In der Welt, in der die Schrift etwas heißt, ist sein Anspruch der vollendete Satz, der Roman des Jahrhunderts, der Buchdeckel mit Gewicht, sind es die Teile, die sich zum Ganzen fügen. Ist es - Ja, sag's nur so, sagt sie - die Poesie.

Die Poesie, nicht Poetasterei: sein Anliegen, obwohl er sich nichts "von der Seele" schreibt, weder von der eigenen noch der seiner Mitwelt, weil er niemanden verletzen will.

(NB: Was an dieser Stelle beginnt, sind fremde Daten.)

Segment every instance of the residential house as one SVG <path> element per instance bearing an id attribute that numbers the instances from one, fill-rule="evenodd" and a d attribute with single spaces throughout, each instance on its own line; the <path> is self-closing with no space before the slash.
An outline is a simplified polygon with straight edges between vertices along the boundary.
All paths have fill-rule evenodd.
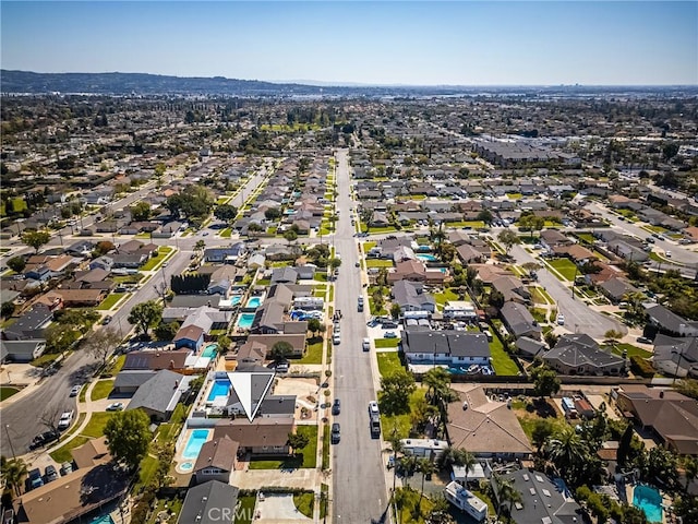
<path id="1" fill-rule="evenodd" d="M 676 336 L 698 336 L 698 322 L 686 320 L 660 303 L 646 303 L 645 311 L 649 323 L 662 333 Z"/>
<path id="2" fill-rule="evenodd" d="M 587 334 L 566 334 L 542 356 L 543 361 L 561 374 L 625 374 L 625 358 L 604 352 Z"/>
<path id="3" fill-rule="evenodd" d="M 233 524 L 238 488 L 218 480 L 189 488 L 178 524 Z"/>
<path id="4" fill-rule="evenodd" d="M 46 350 L 46 341 L 26 340 L 26 341 L 3 341 L 0 340 L 0 353 L 2 362 L 31 362 L 35 358 L 39 358 Z"/>
<path id="5" fill-rule="evenodd" d="M 446 440 L 479 458 L 528 458 L 531 444 L 506 402 L 492 400 L 479 384 L 452 384 L 458 400 L 447 406 Z"/>
<path id="6" fill-rule="evenodd" d="M 506 302 L 500 310 L 507 330 L 515 336 L 528 336 L 540 340 L 541 326 L 535 322 L 526 306 L 518 302 Z"/>
<path id="7" fill-rule="evenodd" d="M 398 281 L 393 284 L 394 302 L 400 306 L 400 311 L 436 311 L 436 300 L 423 290 L 421 283 Z"/>
<path id="8" fill-rule="evenodd" d="M 498 479 L 509 481 L 514 489 L 521 495 L 521 501 L 509 507 L 506 499 L 500 500 Z M 532 468 L 517 469 L 501 477 L 492 477 L 494 501 L 500 507 L 506 507 L 512 522 L 516 524 L 573 524 L 585 522 L 585 512 L 575 501 L 571 492 L 559 477 L 549 477 Z"/>
<path id="9" fill-rule="evenodd" d="M 677 391 L 623 384 L 612 392 L 621 413 L 682 455 L 698 456 L 698 402 Z"/>
<path id="10" fill-rule="evenodd" d="M 402 352 L 410 364 L 489 366 L 490 346 L 483 333 L 405 330 Z"/>
<path id="11" fill-rule="evenodd" d="M 166 422 L 191 380 L 192 377 L 163 369 L 136 390 L 127 410 L 142 409 L 151 420 Z"/>
<path id="12" fill-rule="evenodd" d="M 669 377 L 698 378 L 698 336 L 672 337 L 658 334 L 654 338 L 652 364 Z"/>
<path id="13" fill-rule="evenodd" d="M 230 474 L 236 469 L 238 442 L 222 437 L 209 440 L 202 445 L 194 465 L 194 480 L 204 484 L 209 480 L 230 483 Z"/>

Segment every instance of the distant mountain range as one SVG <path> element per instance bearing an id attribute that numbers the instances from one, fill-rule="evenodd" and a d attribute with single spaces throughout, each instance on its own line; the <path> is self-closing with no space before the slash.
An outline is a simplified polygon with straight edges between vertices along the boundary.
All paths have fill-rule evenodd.
<path id="1" fill-rule="evenodd" d="M 148 73 L 35 73 L 0 70 L 0 92 L 29 94 L 99 94 L 99 95 L 224 95 L 262 97 L 317 96 L 459 96 L 478 94 L 521 94 L 529 96 L 583 96 L 610 93 L 696 94 L 696 86 L 344 86 L 332 83 L 276 83 L 224 76 L 167 76 Z"/>

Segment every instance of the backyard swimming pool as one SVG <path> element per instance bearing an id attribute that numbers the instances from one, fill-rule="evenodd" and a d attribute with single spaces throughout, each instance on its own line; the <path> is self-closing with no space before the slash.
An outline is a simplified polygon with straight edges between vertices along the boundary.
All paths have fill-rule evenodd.
<path id="1" fill-rule="evenodd" d="M 186 441 L 186 446 L 184 448 L 182 456 L 184 458 L 196 458 L 201 448 L 208 440 L 209 432 L 209 429 L 195 429 L 192 431 L 192 434 L 189 436 L 189 440 Z"/>
<path id="2" fill-rule="evenodd" d="M 662 496 L 659 490 L 650 486 L 636 486 L 633 505 L 642 510 L 648 522 L 662 522 Z"/>
<path id="3" fill-rule="evenodd" d="M 230 393 L 230 382 L 228 380 L 217 380 L 214 382 L 213 388 L 208 392 L 208 402 L 212 402 L 217 396 L 228 396 Z"/>
<path id="4" fill-rule="evenodd" d="M 218 344 L 208 344 L 204 352 L 201 354 L 202 357 L 214 358 L 216 356 L 216 350 L 218 349 Z"/>
<path id="5" fill-rule="evenodd" d="M 240 317 L 238 317 L 238 327 L 249 330 L 250 327 L 252 327 L 254 313 L 241 313 Z"/>
<path id="6" fill-rule="evenodd" d="M 252 297 L 250 300 L 248 300 L 248 303 L 245 305 L 245 308 L 258 308 L 260 306 L 262 306 L 262 297 Z"/>

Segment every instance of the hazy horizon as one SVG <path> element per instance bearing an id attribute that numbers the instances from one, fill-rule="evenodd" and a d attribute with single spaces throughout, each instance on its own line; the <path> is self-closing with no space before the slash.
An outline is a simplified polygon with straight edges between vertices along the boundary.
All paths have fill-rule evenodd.
<path id="1" fill-rule="evenodd" d="M 2 1 L 0 10 L 7 70 L 327 86 L 698 84 L 698 2 Z"/>

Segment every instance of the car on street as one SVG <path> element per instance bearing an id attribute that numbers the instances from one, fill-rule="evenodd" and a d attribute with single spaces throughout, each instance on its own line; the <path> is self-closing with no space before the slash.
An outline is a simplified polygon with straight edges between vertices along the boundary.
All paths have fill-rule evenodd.
<path id="1" fill-rule="evenodd" d="M 58 472 L 56 471 L 56 466 L 53 464 L 49 464 L 48 466 L 46 466 L 46 469 L 44 469 L 44 475 L 46 476 L 47 483 L 52 483 L 53 480 L 58 479 Z"/>
<path id="2" fill-rule="evenodd" d="M 334 422 L 332 425 L 332 443 L 333 444 L 338 444 L 339 443 L 339 437 L 340 437 L 339 422 Z"/>
<path id="3" fill-rule="evenodd" d="M 29 486 L 32 487 L 32 489 L 40 488 L 41 486 L 44 486 L 41 471 L 38 467 L 29 472 Z"/>
<path id="4" fill-rule="evenodd" d="M 73 464 L 71 462 L 64 462 L 61 464 L 61 475 L 65 476 L 69 473 L 73 473 Z"/>

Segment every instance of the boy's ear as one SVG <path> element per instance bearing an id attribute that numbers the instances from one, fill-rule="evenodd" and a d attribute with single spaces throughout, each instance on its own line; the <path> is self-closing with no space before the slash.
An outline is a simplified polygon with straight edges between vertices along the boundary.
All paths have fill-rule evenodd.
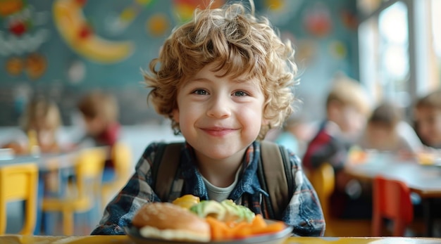
<path id="1" fill-rule="evenodd" d="M 173 115 L 173 120 L 175 120 L 175 122 L 179 123 L 179 109 L 178 108 L 173 109 L 171 114 Z"/>

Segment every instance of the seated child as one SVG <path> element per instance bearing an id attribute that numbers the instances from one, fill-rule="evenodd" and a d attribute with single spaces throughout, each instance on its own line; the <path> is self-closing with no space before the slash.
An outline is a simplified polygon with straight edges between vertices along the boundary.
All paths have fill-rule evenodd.
<path id="1" fill-rule="evenodd" d="M 61 117 L 58 105 L 42 96 L 32 98 L 20 118 L 22 132 L 2 148 L 12 148 L 17 155 L 58 153 Z"/>
<path id="2" fill-rule="evenodd" d="M 197 10 L 192 20 L 174 29 L 144 78 L 149 102 L 185 139 L 170 195 L 231 199 L 265 217 L 267 193 L 256 175 L 259 141 L 292 113 L 297 68 L 291 44 L 282 42 L 268 19 L 251 12 L 242 4 Z M 147 146 L 92 234 L 124 234 L 142 205 L 174 200 L 155 192 L 158 146 Z M 291 154 L 289 161 L 294 186 L 280 220 L 295 235 L 323 235 L 316 193 L 298 157 Z"/>
<path id="3" fill-rule="evenodd" d="M 77 108 L 86 128 L 86 134 L 80 141 L 89 139 L 94 146 L 108 146 L 111 151 L 120 136 L 118 106 L 113 96 L 101 91 L 91 91 L 81 98 Z M 111 181 L 114 176 L 114 165 L 109 154 L 104 165 L 103 181 Z"/>
<path id="4" fill-rule="evenodd" d="M 395 154 L 413 155 L 413 148 L 398 131 L 402 111 L 392 103 L 385 102 L 373 110 L 364 134 L 359 142 L 363 149 L 375 149 Z"/>
<path id="5" fill-rule="evenodd" d="M 430 148 L 441 148 L 441 90 L 420 98 L 415 104 L 416 134 Z"/>
<path id="6" fill-rule="evenodd" d="M 366 204 L 364 201 L 360 203 L 365 212 L 352 211 L 349 207 L 347 203 L 359 198 L 360 191 L 347 191 L 354 188 L 352 186 L 356 183 L 342 170 L 349 149 L 361 134 L 370 113 L 367 94 L 358 82 L 337 77 L 328 93 L 325 106 L 326 119 L 309 142 L 303 165 L 310 172 L 325 162 L 334 168 L 335 191 L 330 209 L 335 217 L 369 217 L 372 207 L 368 201 Z M 361 215 L 355 217 L 352 212 Z"/>

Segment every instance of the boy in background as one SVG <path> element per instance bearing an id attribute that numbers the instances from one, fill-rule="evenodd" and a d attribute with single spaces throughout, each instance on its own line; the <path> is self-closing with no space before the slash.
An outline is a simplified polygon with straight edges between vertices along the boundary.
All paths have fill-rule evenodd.
<path id="1" fill-rule="evenodd" d="M 415 130 L 423 143 L 441 149 L 441 90 L 418 99 L 414 110 Z"/>
<path id="2" fill-rule="evenodd" d="M 174 29 L 144 78 L 149 102 L 185 139 L 168 198 L 231 199 L 266 217 L 268 193 L 257 176 L 259 141 L 292 113 L 297 68 L 290 42 L 283 43 L 268 20 L 251 8 L 249 13 L 234 4 L 197 10 L 192 20 Z M 174 200 L 155 193 L 158 148 L 147 146 L 92 234 L 124 234 L 143 205 Z M 289 161 L 294 185 L 280 220 L 292 226 L 294 235 L 323 235 L 316 193 L 299 158 L 291 153 Z"/>
<path id="3" fill-rule="evenodd" d="M 402 121 L 402 112 L 399 108 L 390 102 L 380 104 L 368 120 L 359 146 L 363 149 L 412 155 L 414 149 L 398 130 Z"/>
<path id="4" fill-rule="evenodd" d="M 359 189 L 361 186 L 356 186 L 357 183 L 352 181 L 342 170 L 349 148 L 365 127 L 371 112 L 370 107 L 367 94 L 359 82 L 344 76 L 337 77 L 326 99 L 326 119 L 308 144 L 303 158 L 303 165 L 309 172 L 323 163 L 330 163 L 334 168 L 335 189 L 330 199 L 330 209 L 337 217 L 356 217 L 354 213 L 369 217 L 371 212 L 368 201 L 366 205 L 361 203 L 367 212 L 352 211 L 348 207 L 349 201 L 359 197 L 360 191 L 352 192 L 352 190 L 347 189 L 354 187 Z"/>
<path id="5" fill-rule="evenodd" d="M 84 95 L 77 108 L 85 122 L 86 134 L 80 143 L 92 139 L 94 146 L 109 146 L 109 152 L 120 136 L 118 120 L 118 106 L 115 97 L 101 91 L 94 91 Z M 115 176 L 114 164 L 110 154 L 104 164 L 103 181 L 112 180 Z"/>

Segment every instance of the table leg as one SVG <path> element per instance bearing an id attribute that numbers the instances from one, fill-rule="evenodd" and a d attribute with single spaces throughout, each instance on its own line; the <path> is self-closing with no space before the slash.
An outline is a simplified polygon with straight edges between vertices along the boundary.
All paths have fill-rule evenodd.
<path id="1" fill-rule="evenodd" d="M 424 221 L 426 222 L 426 236 L 433 236 L 433 216 L 432 208 L 433 207 L 433 198 L 424 198 Z"/>

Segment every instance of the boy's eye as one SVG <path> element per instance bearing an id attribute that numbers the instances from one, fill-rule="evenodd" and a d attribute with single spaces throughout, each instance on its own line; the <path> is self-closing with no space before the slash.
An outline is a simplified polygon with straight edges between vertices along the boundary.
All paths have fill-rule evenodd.
<path id="1" fill-rule="evenodd" d="M 233 93 L 234 96 L 248 96 L 248 94 L 244 91 L 237 91 Z"/>
<path id="2" fill-rule="evenodd" d="M 203 89 L 194 90 L 194 91 L 193 91 L 193 93 L 194 94 L 197 94 L 197 95 L 206 95 L 206 94 L 209 94 L 206 91 L 203 90 Z"/>

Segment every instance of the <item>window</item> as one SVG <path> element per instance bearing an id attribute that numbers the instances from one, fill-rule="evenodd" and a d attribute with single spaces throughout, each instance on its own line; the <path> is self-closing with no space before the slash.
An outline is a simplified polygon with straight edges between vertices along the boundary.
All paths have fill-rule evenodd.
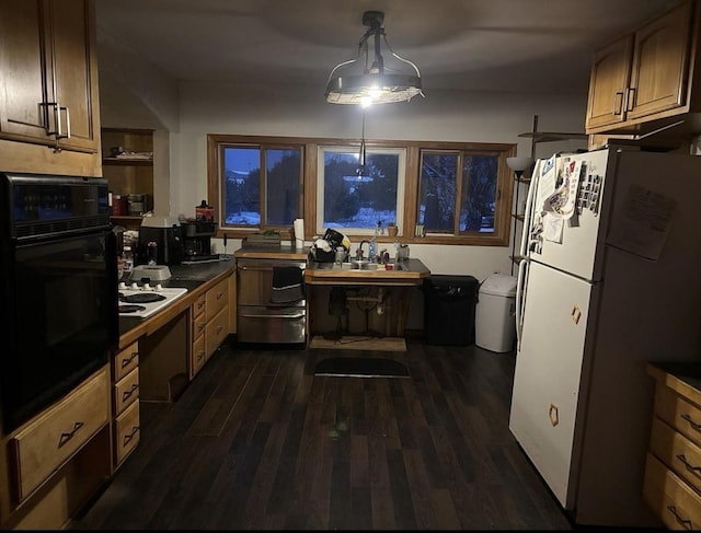
<path id="1" fill-rule="evenodd" d="M 317 227 L 344 234 L 370 234 L 394 222 L 401 225 L 404 206 L 406 151 L 366 149 L 365 166 L 359 152 L 348 147 L 320 147 Z M 400 178 L 401 176 L 401 178 Z"/>
<path id="2" fill-rule="evenodd" d="M 300 147 L 221 144 L 219 150 L 222 228 L 284 228 L 301 217 Z"/>
<path id="3" fill-rule="evenodd" d="M 498 153 L 422 150 L 418 223 L 427 233 L 494 233 Z"/>
<path id="4" fill-rule="evenodd" d="M 303 218 L 308 240 L 335 228 L 353 241 L 379 221 L 394 222 L 402 242 L 508 245 L 514 144 L 366 144 L 360 167 L 359 141 L 209 135 L 208 196 L 220 232 L 277 230 L 287 240 Z"/>

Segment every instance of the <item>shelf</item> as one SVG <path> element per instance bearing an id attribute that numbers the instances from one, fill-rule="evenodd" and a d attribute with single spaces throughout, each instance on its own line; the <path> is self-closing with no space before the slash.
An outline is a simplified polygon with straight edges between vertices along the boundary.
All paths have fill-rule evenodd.
<path id="1" fill-rule="evenodd" d="M 588 140 L 587 134 L 564 134 L 560 131 L 527 131 L 525 134 L 518 134 L 518 137 L 526 137 L 532 139 L 533 142 L 553 142 L 553 141 L 566 141 L 566 140 Z"/>
<path id="2" fill-rule="evenodd" d="M 140 215 L 113 215 L 110 218 L 122 222 L 141 222 L 143 219 Z"/>
<path id="3" fill-rule="evenodd" d="M 126 158 L 104 158 L 102 164 L 110 165 L 129 165 L 129 166 L 151 166 L 152 159 L 126 159 Z"/>

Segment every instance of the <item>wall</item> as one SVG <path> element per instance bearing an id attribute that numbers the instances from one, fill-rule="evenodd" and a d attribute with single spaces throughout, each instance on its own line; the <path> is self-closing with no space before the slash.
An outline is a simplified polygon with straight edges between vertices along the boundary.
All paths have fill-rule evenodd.
<path id="1" fill-rule="evenodd" d="M 207 198 L 207 134 L 360 137 L 358 108 L 327 104 L 320 86 L 181 83 L 177 93 L 179 125 L 166 132 L 170 198 L 157 204 L 170 212 L 157 215 L 191 217 L 195 206 Z M 425 93 L 425 99 L 369 111 L 366 138 L 505 142 L 517 144 L 519 155 L 529 155 L 531 141 L 518 134 L 531 131 L 533 115 L 539 117 L 539 131 L 584 131 L 586 94 L 450 92 L 429 88 Z M 120 116 L 120 104 L 115 99 L 101 104 L 104 117 Z M 150 112 L 158 109 L 151 106 Z M 103 126 L 112 126 L 104 123 Z M 538 144 L 536 155 L 547 157 L 571 146 L 572 142 Z M 212 244 L 217 252 L 225 252 L 221 240 L 214 240 Z M 239 240 L 231 240 L 226 252 L 233 253 L 240 245 Z M 496 271 L 515 274 L 510 246 L 412 244 L 411 255 L 421 258 L 435 274 L 472 275 L 479 280 Z M 413 308 L 413 312 L 421 312 L 416 305 Z M 407 326 L 415 326 L 422 316 L 410 315 Z"/>
<path id="2" fill-rule="evenodd" d="M 539 130 L 584 129 L 586 95 L 426 94 L 368 111 L 366 138 L 517 143 L 518 153 L 528 155 L 530 139 L 518 134 L 531 130 L 533 115 Z M 358 108 L 327 104 L 323 88 L 182 84 L 180 97 L 180 131 L 171 135 L 171 215 L 192 216 L 194 206 L 207 198 L 207 134 L 360 137 Z M 547 144 L 538 150 L 552 153 Z M 222 250 L 220 242 L 215 244 Z M 228 252 L 239 245 L 228 243 Z M 411 253 L 436 274 L 483 279 L 496 270 L 510 273 L 509 247 L 412 245 Z"/>

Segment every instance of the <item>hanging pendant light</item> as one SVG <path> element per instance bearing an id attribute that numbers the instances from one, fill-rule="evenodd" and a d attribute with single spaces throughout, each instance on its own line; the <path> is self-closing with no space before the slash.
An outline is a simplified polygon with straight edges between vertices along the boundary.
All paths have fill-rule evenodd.
<path id="1" fill-rule="evenodd" d="M 329 74 L 326 102 L 370 105 L 409 102 L 417 94 L 424 96 L 418 67 L 392 50 L 382 27 L 383 22 L 384 13 L 381 11 L 366 11 L 363 14 L 363 25 L 369 30 L 360 38 L 358 56 L 336 65 Z M 401 61 L 403 72 L 384 65 L 381 40 L 384 40 L 392 57 Z"/>

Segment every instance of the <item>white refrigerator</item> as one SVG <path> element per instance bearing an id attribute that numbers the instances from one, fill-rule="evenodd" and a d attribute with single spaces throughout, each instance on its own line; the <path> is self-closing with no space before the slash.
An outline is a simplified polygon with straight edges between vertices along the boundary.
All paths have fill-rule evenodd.
<path id="1" fill-rule="evenodd" d="M 510 431 L 576 524 L 660 525 L 645 366 L 701 360 L 701 158 L 539 160 L 521 255 Z"/>

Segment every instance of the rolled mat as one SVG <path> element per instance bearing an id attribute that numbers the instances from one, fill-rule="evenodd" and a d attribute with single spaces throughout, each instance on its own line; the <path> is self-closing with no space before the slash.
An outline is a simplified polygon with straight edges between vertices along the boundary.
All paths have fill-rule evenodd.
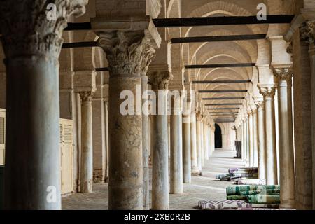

Und dennoch tut er's sagt sie, an liebsten tut er das und es. Sein Schreiben ist das Wörter-Buch der Liebe, in dem Wörter zu Worten werden.

Sachtheit.

Wehmut und Selbstleid.

Lippen und Haar.

Händedruck und Augenblick.

Tod.

Mit dem Schreiben, sagt er, und weiß, daß er alles das nie über sich selbst sagen würde.

Welche Nützlichkeit wäre den Dingen wohl inne, wenn er das Schreiben nicht hätte.

Das Schreiben: sein fester Entschluß, sein heimlichstes Gelübde.